Jisung'un okul hayatı da çok renkli değildi. Üniversite öğrencisi olmasına rağmen tamamen yok gibiydi. Hiç bir sosyal aktivitesi yoktu. Tabii sadece bilinen yoktu.

Profesyonel voleybol oyuncusuydu. Yıllarca bu konuda eğitim almış, resmi maçlara girebilecek seviyede oynuyordu. Girdiği ufak maçlarda ise kaybettiği hiç olmamıştı. Takımı da önemliydi tabii ki ama genel olarak taşıyan o olurdu.

Aile desteği olsa da takımlara katılmadı. Sosyal anksiyetesi vardı ve maçlara yüzlerce izleyen gelirdi.
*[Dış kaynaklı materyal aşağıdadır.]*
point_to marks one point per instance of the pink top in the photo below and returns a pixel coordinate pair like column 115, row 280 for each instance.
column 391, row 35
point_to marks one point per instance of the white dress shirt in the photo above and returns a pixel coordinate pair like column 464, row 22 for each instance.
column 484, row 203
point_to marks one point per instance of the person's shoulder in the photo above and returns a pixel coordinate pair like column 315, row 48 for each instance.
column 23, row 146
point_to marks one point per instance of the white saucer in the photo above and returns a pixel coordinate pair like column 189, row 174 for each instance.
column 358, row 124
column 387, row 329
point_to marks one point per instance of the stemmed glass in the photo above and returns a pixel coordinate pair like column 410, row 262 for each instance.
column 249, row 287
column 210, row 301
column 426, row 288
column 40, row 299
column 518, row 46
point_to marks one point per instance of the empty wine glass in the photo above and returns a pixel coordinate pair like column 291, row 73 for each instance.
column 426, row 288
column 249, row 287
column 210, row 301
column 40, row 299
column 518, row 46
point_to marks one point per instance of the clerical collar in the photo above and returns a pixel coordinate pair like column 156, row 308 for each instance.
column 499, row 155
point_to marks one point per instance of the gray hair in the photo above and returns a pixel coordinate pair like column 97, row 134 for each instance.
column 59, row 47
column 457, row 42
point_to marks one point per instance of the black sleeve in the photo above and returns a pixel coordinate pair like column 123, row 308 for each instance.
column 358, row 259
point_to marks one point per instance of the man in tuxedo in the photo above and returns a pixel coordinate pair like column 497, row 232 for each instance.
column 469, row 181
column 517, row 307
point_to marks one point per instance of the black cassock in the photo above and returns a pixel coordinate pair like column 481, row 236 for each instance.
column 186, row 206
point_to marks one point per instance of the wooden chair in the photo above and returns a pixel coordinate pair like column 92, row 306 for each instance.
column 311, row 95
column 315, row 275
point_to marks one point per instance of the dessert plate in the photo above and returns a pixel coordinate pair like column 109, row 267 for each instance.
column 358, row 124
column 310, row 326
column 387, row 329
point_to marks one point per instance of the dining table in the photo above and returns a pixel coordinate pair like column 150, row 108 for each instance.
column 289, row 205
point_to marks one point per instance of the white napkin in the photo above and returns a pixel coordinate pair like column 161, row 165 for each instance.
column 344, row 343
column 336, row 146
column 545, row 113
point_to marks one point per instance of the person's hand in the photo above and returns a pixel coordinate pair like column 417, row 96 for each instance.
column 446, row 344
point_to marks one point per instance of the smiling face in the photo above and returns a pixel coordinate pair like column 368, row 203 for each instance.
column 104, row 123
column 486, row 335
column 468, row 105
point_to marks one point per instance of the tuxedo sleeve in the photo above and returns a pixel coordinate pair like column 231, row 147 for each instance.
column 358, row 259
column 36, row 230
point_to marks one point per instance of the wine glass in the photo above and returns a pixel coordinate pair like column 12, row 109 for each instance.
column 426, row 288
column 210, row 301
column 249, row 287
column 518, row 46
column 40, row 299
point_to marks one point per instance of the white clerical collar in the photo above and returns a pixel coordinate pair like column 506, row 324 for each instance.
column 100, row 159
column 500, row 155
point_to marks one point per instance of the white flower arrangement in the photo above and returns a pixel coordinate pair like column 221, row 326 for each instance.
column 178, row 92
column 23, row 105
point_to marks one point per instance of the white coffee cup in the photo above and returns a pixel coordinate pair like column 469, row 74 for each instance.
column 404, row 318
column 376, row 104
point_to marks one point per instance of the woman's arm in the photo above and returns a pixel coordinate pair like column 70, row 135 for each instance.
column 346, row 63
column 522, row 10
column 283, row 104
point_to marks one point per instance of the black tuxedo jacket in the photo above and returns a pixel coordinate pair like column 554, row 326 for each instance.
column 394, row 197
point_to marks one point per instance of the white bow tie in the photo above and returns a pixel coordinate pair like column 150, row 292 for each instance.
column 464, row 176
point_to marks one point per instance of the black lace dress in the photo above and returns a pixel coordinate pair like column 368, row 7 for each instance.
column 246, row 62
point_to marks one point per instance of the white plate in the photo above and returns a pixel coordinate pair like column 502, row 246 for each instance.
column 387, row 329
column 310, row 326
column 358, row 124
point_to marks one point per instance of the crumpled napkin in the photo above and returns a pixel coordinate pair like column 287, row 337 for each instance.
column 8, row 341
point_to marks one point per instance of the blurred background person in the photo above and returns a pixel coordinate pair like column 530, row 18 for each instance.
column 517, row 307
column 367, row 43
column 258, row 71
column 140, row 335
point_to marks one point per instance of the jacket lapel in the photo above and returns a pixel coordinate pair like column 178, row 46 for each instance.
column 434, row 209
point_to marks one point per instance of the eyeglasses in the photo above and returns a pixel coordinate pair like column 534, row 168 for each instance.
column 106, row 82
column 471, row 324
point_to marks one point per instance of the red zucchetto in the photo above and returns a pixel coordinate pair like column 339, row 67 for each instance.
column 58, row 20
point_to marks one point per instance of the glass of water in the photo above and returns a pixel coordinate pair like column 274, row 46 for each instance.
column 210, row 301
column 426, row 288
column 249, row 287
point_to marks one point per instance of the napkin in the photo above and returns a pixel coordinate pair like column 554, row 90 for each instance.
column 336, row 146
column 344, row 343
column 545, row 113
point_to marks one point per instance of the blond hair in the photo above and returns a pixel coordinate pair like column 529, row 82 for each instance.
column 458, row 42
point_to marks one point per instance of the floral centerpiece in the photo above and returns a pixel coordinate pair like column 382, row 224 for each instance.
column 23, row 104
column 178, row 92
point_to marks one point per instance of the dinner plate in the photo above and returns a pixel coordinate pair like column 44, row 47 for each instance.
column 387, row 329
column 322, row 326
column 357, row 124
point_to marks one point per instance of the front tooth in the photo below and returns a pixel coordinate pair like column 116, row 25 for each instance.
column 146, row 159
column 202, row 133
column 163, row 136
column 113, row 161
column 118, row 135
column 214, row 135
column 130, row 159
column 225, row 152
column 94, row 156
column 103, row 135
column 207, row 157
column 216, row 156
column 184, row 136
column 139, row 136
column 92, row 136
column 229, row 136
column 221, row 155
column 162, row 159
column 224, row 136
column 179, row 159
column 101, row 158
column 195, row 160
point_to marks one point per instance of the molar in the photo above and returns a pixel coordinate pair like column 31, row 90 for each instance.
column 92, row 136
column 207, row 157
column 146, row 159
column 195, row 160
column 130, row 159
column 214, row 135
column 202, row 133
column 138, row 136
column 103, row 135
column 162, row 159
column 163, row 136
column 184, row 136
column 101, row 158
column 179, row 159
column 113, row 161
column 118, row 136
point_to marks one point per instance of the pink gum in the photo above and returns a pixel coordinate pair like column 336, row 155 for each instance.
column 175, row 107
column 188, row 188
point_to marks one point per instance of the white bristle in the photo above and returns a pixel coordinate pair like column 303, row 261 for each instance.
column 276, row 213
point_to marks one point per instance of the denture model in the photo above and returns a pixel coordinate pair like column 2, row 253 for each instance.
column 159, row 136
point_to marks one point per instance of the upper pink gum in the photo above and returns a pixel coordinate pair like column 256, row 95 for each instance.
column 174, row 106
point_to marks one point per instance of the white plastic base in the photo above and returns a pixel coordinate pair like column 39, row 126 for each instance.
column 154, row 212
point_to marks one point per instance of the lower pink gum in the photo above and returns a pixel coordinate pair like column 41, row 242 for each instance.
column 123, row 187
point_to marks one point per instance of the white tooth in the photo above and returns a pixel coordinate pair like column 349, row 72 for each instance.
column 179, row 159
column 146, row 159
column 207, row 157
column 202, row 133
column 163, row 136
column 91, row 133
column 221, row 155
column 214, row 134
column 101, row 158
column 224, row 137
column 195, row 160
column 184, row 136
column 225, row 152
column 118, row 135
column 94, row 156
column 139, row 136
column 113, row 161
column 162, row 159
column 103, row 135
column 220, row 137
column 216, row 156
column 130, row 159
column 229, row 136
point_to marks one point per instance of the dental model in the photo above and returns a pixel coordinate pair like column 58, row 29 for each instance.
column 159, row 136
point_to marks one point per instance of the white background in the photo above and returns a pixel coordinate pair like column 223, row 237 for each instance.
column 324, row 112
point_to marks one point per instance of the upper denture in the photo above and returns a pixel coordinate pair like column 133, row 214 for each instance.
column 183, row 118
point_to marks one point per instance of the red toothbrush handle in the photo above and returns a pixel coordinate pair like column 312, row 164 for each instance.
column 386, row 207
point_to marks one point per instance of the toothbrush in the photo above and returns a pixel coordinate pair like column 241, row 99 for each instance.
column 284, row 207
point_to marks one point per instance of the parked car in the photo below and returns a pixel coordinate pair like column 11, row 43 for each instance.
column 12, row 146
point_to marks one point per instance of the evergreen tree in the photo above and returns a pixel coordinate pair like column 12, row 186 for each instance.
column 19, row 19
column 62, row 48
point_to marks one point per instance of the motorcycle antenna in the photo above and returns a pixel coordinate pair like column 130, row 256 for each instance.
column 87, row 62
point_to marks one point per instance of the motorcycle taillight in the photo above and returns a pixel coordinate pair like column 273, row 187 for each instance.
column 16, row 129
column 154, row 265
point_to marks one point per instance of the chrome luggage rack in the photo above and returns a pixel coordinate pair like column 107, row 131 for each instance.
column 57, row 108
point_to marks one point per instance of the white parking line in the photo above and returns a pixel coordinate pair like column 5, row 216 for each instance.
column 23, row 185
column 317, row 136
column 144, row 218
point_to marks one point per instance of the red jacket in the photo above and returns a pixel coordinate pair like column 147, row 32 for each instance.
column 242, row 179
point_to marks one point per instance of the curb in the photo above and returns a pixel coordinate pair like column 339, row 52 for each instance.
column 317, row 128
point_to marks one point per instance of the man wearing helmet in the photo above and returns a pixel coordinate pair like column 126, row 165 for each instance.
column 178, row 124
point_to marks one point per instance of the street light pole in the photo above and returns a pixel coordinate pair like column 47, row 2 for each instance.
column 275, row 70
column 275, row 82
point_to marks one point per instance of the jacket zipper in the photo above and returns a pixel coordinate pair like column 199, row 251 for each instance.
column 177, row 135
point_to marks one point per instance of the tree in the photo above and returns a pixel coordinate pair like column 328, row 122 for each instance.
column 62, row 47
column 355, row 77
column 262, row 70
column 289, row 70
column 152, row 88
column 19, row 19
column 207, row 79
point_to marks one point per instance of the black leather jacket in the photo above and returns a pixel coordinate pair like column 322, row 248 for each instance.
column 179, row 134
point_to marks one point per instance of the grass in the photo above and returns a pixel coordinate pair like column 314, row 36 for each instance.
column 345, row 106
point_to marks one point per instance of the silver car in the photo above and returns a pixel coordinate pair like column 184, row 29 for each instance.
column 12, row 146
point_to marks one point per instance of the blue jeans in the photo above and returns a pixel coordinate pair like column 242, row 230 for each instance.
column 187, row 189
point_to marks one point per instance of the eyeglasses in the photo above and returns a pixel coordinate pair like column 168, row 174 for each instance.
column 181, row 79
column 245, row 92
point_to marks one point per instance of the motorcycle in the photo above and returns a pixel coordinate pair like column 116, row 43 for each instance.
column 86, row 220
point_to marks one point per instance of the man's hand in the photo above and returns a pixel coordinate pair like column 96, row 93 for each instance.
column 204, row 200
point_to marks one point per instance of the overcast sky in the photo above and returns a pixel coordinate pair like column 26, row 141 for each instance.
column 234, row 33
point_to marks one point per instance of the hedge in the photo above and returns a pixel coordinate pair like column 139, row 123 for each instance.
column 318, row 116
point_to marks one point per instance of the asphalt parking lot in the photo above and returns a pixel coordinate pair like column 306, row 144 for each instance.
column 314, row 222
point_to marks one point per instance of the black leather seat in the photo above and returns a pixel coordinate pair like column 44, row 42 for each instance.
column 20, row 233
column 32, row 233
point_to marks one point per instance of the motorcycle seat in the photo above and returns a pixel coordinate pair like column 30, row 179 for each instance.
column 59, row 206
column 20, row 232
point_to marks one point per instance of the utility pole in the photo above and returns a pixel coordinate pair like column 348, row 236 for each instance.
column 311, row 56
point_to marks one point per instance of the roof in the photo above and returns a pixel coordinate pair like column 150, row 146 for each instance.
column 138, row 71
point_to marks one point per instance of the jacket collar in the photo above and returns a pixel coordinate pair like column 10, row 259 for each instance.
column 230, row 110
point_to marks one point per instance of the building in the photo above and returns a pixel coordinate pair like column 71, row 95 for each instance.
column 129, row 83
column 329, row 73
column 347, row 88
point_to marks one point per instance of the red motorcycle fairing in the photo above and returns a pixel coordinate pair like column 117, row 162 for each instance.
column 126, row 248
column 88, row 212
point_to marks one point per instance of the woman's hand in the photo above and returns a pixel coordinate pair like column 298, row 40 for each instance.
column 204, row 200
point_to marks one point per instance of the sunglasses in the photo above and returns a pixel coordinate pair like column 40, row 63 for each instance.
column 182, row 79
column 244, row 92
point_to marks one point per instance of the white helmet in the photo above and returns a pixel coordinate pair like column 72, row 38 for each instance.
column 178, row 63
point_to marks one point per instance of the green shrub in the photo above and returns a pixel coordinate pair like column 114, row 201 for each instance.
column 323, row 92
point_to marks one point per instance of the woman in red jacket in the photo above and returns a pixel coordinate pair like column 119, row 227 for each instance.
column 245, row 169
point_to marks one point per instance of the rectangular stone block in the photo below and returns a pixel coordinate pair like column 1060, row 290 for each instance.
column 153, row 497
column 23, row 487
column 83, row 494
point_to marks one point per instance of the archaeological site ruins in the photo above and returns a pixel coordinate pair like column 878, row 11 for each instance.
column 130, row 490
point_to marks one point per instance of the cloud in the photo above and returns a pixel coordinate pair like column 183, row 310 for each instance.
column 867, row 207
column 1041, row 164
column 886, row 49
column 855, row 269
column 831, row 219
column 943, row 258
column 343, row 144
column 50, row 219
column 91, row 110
Bunu kaldıramazdı. Okuduğu lisede bir maça katılmıştı ancak yaklaşık 300 izleyen vardı ve bu onun kalbini çok zorlamıştı. Baygınlık geçirecek gibi hissetmişti ancak zor da olsa toparlamaya uğraşmıştı. Maçı kazansalarda istediği performansı gösterememişti. Soyunma odasında ise yere yığılmış, dakikalarca yerden kalkamamıştı. Gerginlikten elleri titremiş ve ayağa kalkmak, ayakta durmak onun için çok zor olmuştu. O günden beridir de maçlara katılmamıştı.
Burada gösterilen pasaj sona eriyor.